Can we do malloc inside a __global__ function

Here is what I want to do :

__ global__
void function(…)
{
float ***vav[3];

vav[0] = (float***) malloc ((meshmax+1)* sizeof(float) );
for (int i=0; i< nmesh; i++)
{ vav[i][0] = (float**) malloc ((meshmax+1)* sizeof(float) );
for (int j=0; j< nmesh; j++)
vav[i][j][0] = (float*) malloc ((meshmax+1)* sizeof(float) );
}
}

I have a bunch of arrays like that which only need to be calculated inside the kernel.
Is this ligit?
This is compiling fine , but as I try to assign a value to vav[i][j][k] , I got at seg fault.

Hi Jam1

I think you can’t since it is not allowed to call library functions inside a kernel.

I am afraid the only way is that you have to use cudaMalloc (or functions of the same family) before calling your kernel.

Matt

This is strange. It seems that the malloc call does not generate the error but only the assignment.
Why would that be? And why no error message during compile?
If I do cudamalloc ouside the kernel, do I need to pass the array as argument?

Thanks for any clues.

That shouldn’t be the case. nvcc should emit a “error: calling a host function from a device/global function is only allowed in device emulation mode” error and stop.

No, you can also write the address of the allocation onto a constant memory symbol as well. But the kernel has to be made aware of it one way or the other.

Oops, I was compiling with emulation ON.

But then, should it work at all in emulation mode ?

You are right, it does give an error without emulation and does not compile.

Maybe I am spending too much time in emulation/debug mode to get this program going and I forgot to swich :(

How would you do that?

Thanks

Emulation is purely host code, 100% compiled by the host compiler. It would be more surprising if it didn’t work.

cudaMemcpyToSymbol

thank you, I will try that.

The last line of the first post said that it give an error in emulation. Maybe not related to this problem.
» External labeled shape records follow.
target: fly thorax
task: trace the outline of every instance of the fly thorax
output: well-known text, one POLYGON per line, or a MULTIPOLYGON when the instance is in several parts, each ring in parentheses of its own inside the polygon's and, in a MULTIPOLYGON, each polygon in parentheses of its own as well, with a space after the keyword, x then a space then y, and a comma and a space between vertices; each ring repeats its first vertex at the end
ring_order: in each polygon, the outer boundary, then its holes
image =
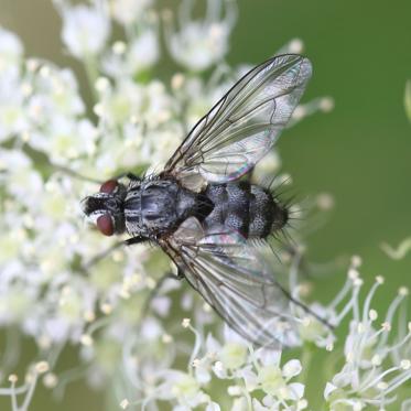
POLYGON ((174 227, 179 220, 179 190, 171 180, 142 181, 130 187, 125 202, 128 232, 154 237, 174 227))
There are two issues - not compiling and not working. The not working part almost certainly an error in your code. The not compiling part is down to what features are/are not supported by the different compilation trajectories nvcc uses depending on whether you are compiling for emulation or the device.

I am trying to male this cudaMemcpyToSymbol , but no luck so far.

I looked at the examples in SDK, but none fit my task exactly. For example, how do I declare the symbol ?
I tried the following outside the functions:
float ***vav[3]; // it says invalid device symbol

in the call

cutilSafeCall( cudaMemcpyToSymbol(vav, h_vav, 121212*sizeof(float) ));

Then I tried to put constant , device, shared, global in front of float, nonthing works.
Thanks for your help

You can see a working example here.

Ok, I can see that _device float is declared outside the function.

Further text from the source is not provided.